Чтобы убедиться в этом, достаточно сравнить его первые волжские ри­сунки, относящиеся к июню 1870 г., с рисунками, сделанными в августе и сентябре.

Когда-то я имел великое счастье держать в своих руках ряд этих волжских альбомов, охотно показанных мне автором. Пересматривая страницу за страни­цей, я изумлялся росту в них рисовального мастерства.

Часть их была впоследствии воспроизведена К. И. Чуковским в выпущен­ной под его редакцией известной книге Репина «Воспоминания» — «Бурлаки на Волге». Первые, июньские наброски в Рыбинске, Нижнем-Новгороде, Став­рополе и на других волжских пристанях очень сухи и робки. Даже первые рисунки в Ширяеве, в числе их известный рисунок, изображающий б бурлаков, тяну­щих баржу, бывший в собрании Остроухова (ныне в Третьяковской галерее) и помеченный 30 июня, слаб по рисунку: рука Репина была еще связана, не было должной свободы и легкости, появившейся только в августе и сентябре. Замечателен рисунок с Канина или со второго бурлака, идущего рядом с Каниным и сильно нагнувшегося под тяжестью лямки. Это знаменитая голова боткинского собрания (ныне в Русском музее). Она уже совсем репинская, почти в стиле Репина 80-х годов.

Также чисто репинские рисунки — волжские пейзажи, датированные авгу­стом и сентябрем 1870 г.

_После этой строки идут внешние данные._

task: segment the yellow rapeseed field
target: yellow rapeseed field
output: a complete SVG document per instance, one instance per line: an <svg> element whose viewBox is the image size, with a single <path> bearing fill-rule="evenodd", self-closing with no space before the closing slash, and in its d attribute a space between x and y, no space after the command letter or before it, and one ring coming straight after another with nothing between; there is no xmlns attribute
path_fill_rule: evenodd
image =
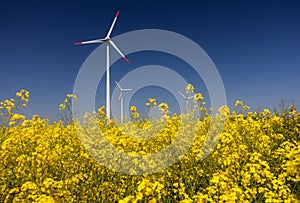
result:
<svg viewBox="0 0 300 203"><path fill-rule="evenodd" d="M62 119L54 123L20 113L29 102L26 90L0 103L0 202L300 202L300 114L295 110L251 112L241 101L234 110L223 107L224 129L202 160L214 118L200 93L194 98L200 119L190 119L195 112L169 115L167 104L149 98L146 105L159 107L161 119L141 119L133 106L133 120L124 124L107 121L104 107L84 121L74 120L68 112L76 99L67 95L59 105ZM104 143L98 133L124 153L146 155L168 147L179 129L195 132L194 142L165 170L126 175L93 158L103 156L97 152ZM109 151L104 155L119 161Z"/></svg>

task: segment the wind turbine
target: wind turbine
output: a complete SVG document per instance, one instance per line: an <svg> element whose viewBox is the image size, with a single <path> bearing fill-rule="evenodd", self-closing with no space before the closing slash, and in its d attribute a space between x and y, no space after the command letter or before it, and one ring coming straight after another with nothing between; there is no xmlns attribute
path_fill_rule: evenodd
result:
<svg viewBox="0 0 300 203"><path fill-rule="evenodd" d="M120 49L117 47L117 45L110 39L110 34L115 26L115 23L117 21L117 18L119 16L120 11L116 13L116 16L114 18L114 21L112 22L110 29L103 39L95 39L90 41L84 41L84 42L76 42L75 45L79 44L93 44L93 43L106 43L106 116L108 119L110 119L110 73L109 73L109 45L111 45L122 57L123 59L129 63L129 60L124 56L124 54L120 51Z"/></svg>
<svg viewBox="0 0 300 203"><path fill-rule="evenodd" d="M121 103L121 123L123 123L124 122L123 94L125 91L132 91L133 89L123 89L117 81L115 81L115 83L117 84L118 88L120 89L119 102Z"/></svg>
<svg viewBox="0 0 300 203"><path fill-rule="evenodd" d="M184 94L182 94L181 92L178 91L178 93L185 99L185 109L186 109L186 113L188 113L188 108L189 108L189 100L194 98L193 96L185 96Z"/></svg>

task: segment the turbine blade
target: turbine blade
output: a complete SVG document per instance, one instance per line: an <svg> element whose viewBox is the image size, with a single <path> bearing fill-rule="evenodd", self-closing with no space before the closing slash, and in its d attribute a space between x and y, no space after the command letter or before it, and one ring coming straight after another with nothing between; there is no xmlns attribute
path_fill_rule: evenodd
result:
<svg viewBox="0 0 300 203"><path fill-rule="evenodd" d="M116 21L117 21L117 18L118 18L119 13L120 13L120 11L118 11L118 12L116 13L115 19L114 19L113 23L112 23L111 26L110 26L110 29L109 29L109 31L108 31L108 33L107 33L107 35L106 35L106 38L109 38L109 37L110 37L110 34L111 34L111 32L112 32L112 30L113 30L113 28L114 28L114 26L115 26L115 23L116 23Z"/></svg>
<svg viewBox="0 0 300 203"><path fill-rule="evenodd" d="M85 41L85 42L75 42L75 45L79 44L92 44L92 43L101 43L103 42L102 39L95 39L95 40L90 40L90 41Z"/></svg>
<svg viewBox="0 0 300 203"><path fill-rule="evenodd" d="M120 86L120 84L115 80L115 83L117 84L117 86L118 86L118 88L120 89L120 90L122 90L122 87Z"/></svg>
<svg viewBox="0 0 300 203"><path fill-rule="evenodd" d="M185 98L186 99L186 96L185 95L183 95L180 91L178 91L178 93L183 97L183 98Z"/></svg>
<svg viewBox="0 0 300 203"><path fill-rule="evenodd" d="M120 49L117 47L117 45L112 41L112 40L109 40L108 43L111 44L111 46L113 46L115 48L115 50L123 57L123 59L129 63L128 59L124 56L124 54L120 51Z"/></svg>
<svg viewBox="0 0 300 203"><path fill-rule="evenodd" d="M193 96L190 96L190 97L188 97L187 99L192 99L192 98L194 98L194 95L193 95Z"/></svg>
<svg viewBox="0 0 300 203"><path fill-rule="evenodd" d="M123 89L123 91L131 91L131 90L133 90L133 89Z"/></svg>
<svg viewBox="0 0 300 203"><path fill-rule="evenodd" d="M122 96L123 96L123 92L120 92L120 96L119 96L118 102L121 101Z"/></svg>

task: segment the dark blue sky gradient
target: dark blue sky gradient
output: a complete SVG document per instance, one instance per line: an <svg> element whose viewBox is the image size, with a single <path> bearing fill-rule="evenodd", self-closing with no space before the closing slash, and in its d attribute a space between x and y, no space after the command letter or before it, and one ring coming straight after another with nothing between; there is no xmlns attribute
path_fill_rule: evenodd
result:
<svg viewBox="0 0 300 203"><path fill-rule="evenodd" d="M82 63L98 46L73 42L105 36L119 9L112 37L154 28L177 32L199 44L221 74L230 106L240 99L253 109L273 108L281 98L300 98L300 3L296 0L29 0L5 1L0 6L0 100L28 89L31 100L26 114L56 118L58 104L72 92ZM154 59L138 53L128 57L131 68ZM163 57L155 60L153 64L165 64ZM181 71L179 66L172 68ZM120 79L126 74L122 71L112 67L111 78ZM202 84L195 86L206 91ZM97 95L103 96L103 91L99 89ZM135 100L136 105L146 102L138 101L138 95Z"/></svg>

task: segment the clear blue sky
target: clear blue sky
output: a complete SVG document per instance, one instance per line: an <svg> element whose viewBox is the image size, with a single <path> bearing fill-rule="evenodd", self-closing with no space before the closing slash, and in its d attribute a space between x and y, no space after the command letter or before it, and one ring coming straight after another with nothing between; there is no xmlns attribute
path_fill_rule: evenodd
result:
<svg viewBox="0 0 300 203"><path fill-rule="evenodd" d="M281 98L300 98L300 3L296 0L29 0L1 3L0 100L28 89L31 101L26 114L55 118L58 104L73 90L82 63L98 46L79 47L73 42L104 36L117 10L120 16L112 37L155 28L199 44L221 74L230 106L240 99L253 108L273 108ZM129 56L140 57L132 67L154 59L165 64L157 53L148 54ZM125 73L112 69L112 79ZM201 85L195 86L201 91ZM154 94L155 88L145 90L149 91ZM100 89L99 97L104 94ZM145 103L141 98L146 97L141 91L132 102L141 105L138 102ZM99 99L102 103L104 98Z"/></svg>

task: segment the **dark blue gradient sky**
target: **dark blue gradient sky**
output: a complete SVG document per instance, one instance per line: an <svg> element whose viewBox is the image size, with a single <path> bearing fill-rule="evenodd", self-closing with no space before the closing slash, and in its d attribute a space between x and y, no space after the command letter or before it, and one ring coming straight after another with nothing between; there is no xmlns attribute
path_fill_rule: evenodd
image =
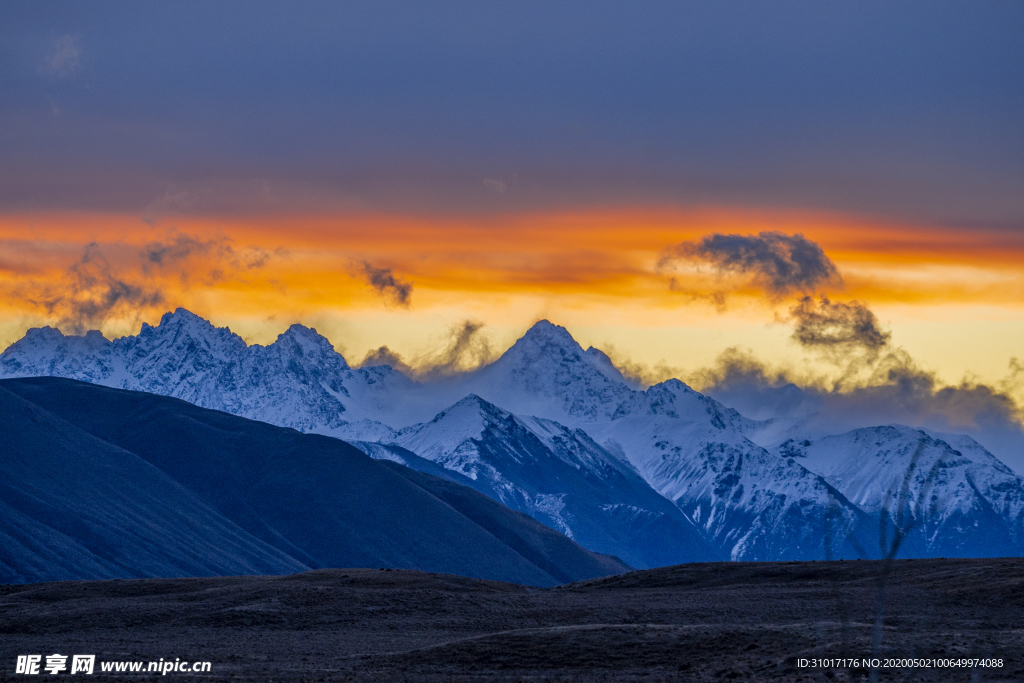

На Волге с Репина спали последние путы академического рисунка. Вернув­шись в Петербург, он уже и для новой программы рисует не по академической шпаргалке, научившись на Волге видеть природу непосредственно и искренно, а не сквозь очки академических преподавателей.

Мертвый Ф. В. Чижов. 18 ноября 1877. ГТГВсе гигантское рисовальное наследство Репина делится на две, весьма не­равные в художественном отношении части: на рисунки, сделанные с натуры, и на рисунки «от себя». Первые неизменно хороши, вторые всегда слабы. Они много лучше, когда исполнены под свежим впечатлением виденного, они отно­сительно лучше, когда трактуют современность, какие-то сцены и лица, если и не виденные художником, то легко вообразимые, но они всегда плохи, иногда из рук вон плохи, если затрагивают давно прошедшие века, область сказок или фантастики. Тут Репина просто не узнать, тут он ординарный ученик, не обла­дающий никакой выдумкой, не имеющий минимальной композиционной изобре­тательности. Самое обидное, что его, на беду, очень влекло как раз в эту об­ласть, его ультрареалистическому дарованию абсолютно недоступную.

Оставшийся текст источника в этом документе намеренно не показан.